Livingbridge’s £45m secondary buyout supported the business’s transformative acquisition strategy. In 2016 Metronet (UK) acquired M247, a leading internet infrastructure and hosting company, for £47.5m. With operations in Manchester, UK and Bucharest, Romania, the acquisition of M247 allowed Metronet (UK) to offer a combined portfolio of connectivity and content services across the UK and Europe. The ISP has recently rebranded as M24Sevennow employs around 250 people across six sites including Manchester, Newcastle, London and Bucharest, supporting almost 34,000 customers across 92 countries.

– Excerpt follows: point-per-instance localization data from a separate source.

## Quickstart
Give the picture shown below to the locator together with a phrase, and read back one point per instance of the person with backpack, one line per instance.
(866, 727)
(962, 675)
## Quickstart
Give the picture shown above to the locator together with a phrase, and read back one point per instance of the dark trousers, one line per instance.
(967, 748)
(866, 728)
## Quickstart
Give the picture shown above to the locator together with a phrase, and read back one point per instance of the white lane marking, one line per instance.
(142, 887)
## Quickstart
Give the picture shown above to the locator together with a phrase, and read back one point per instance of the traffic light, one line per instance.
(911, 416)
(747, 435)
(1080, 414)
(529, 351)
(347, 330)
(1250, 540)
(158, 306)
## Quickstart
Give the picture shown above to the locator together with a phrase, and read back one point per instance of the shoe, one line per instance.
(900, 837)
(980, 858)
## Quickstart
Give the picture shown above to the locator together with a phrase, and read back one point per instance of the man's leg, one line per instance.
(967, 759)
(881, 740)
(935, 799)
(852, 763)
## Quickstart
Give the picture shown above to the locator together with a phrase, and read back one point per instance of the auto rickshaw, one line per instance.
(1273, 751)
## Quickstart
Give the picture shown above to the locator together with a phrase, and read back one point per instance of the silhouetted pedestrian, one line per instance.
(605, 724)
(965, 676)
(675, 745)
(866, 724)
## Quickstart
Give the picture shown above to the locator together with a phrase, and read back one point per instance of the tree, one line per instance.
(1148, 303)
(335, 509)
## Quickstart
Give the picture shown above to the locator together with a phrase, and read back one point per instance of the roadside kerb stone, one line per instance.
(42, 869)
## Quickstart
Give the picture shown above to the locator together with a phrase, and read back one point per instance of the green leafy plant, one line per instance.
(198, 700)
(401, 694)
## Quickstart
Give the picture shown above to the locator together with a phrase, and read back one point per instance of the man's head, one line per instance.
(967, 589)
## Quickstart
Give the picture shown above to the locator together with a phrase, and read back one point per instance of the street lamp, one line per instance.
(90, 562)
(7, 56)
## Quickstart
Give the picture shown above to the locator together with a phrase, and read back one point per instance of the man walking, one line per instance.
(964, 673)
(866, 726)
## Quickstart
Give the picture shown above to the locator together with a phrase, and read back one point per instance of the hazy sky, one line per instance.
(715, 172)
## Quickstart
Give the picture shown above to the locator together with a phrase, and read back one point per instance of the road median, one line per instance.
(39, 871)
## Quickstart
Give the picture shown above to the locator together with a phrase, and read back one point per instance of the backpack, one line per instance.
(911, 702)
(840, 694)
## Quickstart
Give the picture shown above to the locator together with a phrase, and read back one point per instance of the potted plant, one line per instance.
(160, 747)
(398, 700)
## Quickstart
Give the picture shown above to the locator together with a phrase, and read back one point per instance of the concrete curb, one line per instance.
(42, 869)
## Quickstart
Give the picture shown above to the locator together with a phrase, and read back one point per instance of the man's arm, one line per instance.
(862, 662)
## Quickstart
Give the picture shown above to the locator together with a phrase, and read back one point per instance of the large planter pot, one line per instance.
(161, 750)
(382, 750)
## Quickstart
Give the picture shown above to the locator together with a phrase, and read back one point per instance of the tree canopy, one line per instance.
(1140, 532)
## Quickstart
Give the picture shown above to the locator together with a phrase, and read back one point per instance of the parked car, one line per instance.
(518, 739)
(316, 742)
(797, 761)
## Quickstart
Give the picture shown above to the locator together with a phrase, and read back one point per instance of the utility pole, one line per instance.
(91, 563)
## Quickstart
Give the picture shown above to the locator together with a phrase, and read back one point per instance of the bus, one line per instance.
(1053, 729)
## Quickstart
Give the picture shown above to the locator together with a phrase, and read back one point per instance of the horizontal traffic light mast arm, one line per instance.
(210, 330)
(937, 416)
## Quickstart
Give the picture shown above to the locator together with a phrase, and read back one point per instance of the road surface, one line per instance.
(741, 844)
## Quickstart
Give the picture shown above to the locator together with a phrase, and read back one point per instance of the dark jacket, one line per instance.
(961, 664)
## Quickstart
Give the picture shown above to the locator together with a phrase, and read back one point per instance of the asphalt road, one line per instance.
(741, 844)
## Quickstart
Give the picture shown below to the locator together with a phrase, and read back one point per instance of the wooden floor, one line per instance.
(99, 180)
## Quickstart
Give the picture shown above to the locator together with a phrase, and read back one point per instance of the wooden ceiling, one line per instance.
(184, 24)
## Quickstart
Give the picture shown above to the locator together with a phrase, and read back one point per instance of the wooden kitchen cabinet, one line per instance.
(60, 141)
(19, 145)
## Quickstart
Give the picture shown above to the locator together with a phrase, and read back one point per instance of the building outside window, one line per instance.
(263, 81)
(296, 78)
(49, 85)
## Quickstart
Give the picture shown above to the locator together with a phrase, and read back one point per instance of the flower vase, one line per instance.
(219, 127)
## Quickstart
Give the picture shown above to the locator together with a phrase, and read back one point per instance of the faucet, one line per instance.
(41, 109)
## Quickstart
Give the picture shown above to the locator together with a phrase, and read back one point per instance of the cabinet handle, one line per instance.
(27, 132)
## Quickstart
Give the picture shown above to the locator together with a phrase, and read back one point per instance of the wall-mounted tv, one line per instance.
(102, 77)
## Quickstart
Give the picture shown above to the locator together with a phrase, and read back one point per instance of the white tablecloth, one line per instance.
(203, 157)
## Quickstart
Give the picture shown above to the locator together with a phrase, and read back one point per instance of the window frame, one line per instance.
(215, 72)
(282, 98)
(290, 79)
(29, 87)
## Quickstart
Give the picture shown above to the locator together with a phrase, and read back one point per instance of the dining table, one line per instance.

“The business was a wireless ISP and that was it’s differentiator – it could provide fibre in the air equivalents to leased lines but could deliver that connectivity in a shorter timescale that BT,” says Aneese. “That differentiator will run for a period until every building in every location is connected to the internet. A pure play wireless ISP is valuable but scaling it nationally is quite hard. We therefore bought another business with a network that PoPped in about 50 locations and also a hosting business that provided dedicated infrastructure. This provides great connectivity so, if you’re Netflix or Amazon Prime you can send video content through our network. It’s a real specialism and owning the infrastructure helps in this case.”
However, specialist infrastructure is only one aspect of the cloud-enabled telecoms market and Livingbridge has other investments that are taking a service-oriented approach to cloud opportunities. Aneese gives the example of Giacom, a specialist cloud services marketplace which provides cloud services to the SME market via the IT consultancy community.
Giacom offers a one-stop platform for all of the cloud software, infrastructure and IT support services that an IT consultant might require to transition an SME client into a public or private cloud environment and then manage them on an ongoing basis. Underpinned by a Microsoft 2-Tier Cloud Solution Provider licence, Giacom has become the vendor of choice for over 4,000 consultants enabling the business to service a fast-growing addressable market estimated to be worth approximately £2.2bn.
Aneese sees companies like this as the means for companies to access cloud software and cloud telecoms. “Office 365 is one of the biggest drivers but the challenge with all of this is that sometimes you’re selling products customers can download and use but others need a bit of expertise to enable them to be used,” he says. “That’s what’s missing in the telco space. It’s a gap that M&A has started to plug.”